Veritaseum: The Truth Behind the Promotion

The transformative nature of cryptocurrencies and the blockchain technology that underpins them has captured the fascination of the public, investors, and corporations. Yet it has also opened the door for certain individuals and projects to peddle unrealistic promises, package them as “offerings,” and raise vast sums far exceeding those raised by previous technology start-ups. We believe to be an extraordinary case of this phenomenon. In the report that follows, we aim to bring a dose of reality to the inflated and often contradictory narrative Veritaseum has spun. Because we anticipate that a certain few participants will blindly label any criticism as an attempt at manipulation, we would like to simply note that the report that follows is the product of hundreds of hours of research (both investigative and financial), interviews with a number of cryptocurrency experts, primary source evidence, and the conclusions we drew. We do not have, and never have had, a financial position of any sort in Veritaseum or its related tokens.

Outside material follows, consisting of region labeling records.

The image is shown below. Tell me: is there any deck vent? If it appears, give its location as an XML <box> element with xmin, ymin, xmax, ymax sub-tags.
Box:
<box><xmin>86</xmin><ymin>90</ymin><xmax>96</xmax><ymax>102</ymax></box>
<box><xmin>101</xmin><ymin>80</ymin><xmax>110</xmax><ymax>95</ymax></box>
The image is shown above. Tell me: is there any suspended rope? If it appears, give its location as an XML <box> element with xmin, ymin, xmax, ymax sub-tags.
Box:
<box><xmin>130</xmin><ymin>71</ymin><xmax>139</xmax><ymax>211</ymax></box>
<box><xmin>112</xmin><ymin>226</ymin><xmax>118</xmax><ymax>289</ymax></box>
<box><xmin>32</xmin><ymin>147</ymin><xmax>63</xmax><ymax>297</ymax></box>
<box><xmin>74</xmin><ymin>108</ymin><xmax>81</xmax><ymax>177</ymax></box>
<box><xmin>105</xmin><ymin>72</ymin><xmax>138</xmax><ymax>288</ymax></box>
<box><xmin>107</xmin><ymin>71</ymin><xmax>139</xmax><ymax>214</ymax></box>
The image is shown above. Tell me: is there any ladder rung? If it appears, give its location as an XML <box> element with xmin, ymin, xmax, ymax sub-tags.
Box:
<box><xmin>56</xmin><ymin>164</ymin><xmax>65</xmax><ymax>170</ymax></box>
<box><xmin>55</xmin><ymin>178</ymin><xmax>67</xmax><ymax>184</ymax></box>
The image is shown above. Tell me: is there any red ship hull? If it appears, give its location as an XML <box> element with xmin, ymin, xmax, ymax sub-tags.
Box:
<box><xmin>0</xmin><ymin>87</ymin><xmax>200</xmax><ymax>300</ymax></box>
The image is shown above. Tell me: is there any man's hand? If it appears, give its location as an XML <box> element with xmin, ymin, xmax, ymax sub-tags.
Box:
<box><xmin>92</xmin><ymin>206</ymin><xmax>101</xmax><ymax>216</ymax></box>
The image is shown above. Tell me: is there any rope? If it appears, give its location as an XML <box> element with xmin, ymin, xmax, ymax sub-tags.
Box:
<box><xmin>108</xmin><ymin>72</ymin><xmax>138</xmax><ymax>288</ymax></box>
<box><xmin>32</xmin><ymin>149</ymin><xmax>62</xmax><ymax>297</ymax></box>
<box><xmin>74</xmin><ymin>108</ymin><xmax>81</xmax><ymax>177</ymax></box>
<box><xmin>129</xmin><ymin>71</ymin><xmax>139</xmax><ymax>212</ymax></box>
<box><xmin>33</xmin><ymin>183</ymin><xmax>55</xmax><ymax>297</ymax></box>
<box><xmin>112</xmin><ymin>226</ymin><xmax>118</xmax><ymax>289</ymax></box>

We believe in the enormous promise of the crypto-asset space. We believe in the paraphrased adage that a dollar saved is a dollar earned. And as crypto-asset investors, we understand that in a sea of exceptional investment opportunities, the cost of allocating capital to dubious projects is immense. We therefore choose to contribute to the development of the crypto-asset space by identifying and pruning the few projects which are devoid of substance and represent a material threat to investors’ long-term returns. We recommend reading this research to any holder of Veritas tokens, anyone considering purchasing Veritas tokens, and any crypto-asset investor interested in in-depth valuation analysis and due diligence.

In the report that follows, we deliver evidence to substantiate the following claims:

  1. Veritaseum and Middleton have a history of failing to deliver on promises made to potential investors. The product on which the Veritaseum platform is based was scrapped due to regulatory issues.
  2. Veritas tokens grant holders no legal rights or recourse. In effect, they are an unenforceable promise by Veritaseum to deliver nebulous consulting and software services at some point in the unspecified future. As such, they are a poor conduit of value.
  3. The incredibly concentrated ownership of the Veritas tokens (with approximately 98% held by Middleton) represents a single point of failure and is antithetical to a pivotal advantage of other crypto-assets, decentralization.
  4. Middleton has no technical background in cryptocurrencies or technological development. Key team members have left the project or are not employees at all but 3rd party contractors.
  5. Veritaseum’s research reports are of poor quality and have virtually no demand.
  6. The company’s patent application has not been granted; instead, patent examiners have called into question whether its claims demonstrate novelty and inventive step.

In sum, our research leads us to the conclusion that the value of Veritas tokens is close to $0.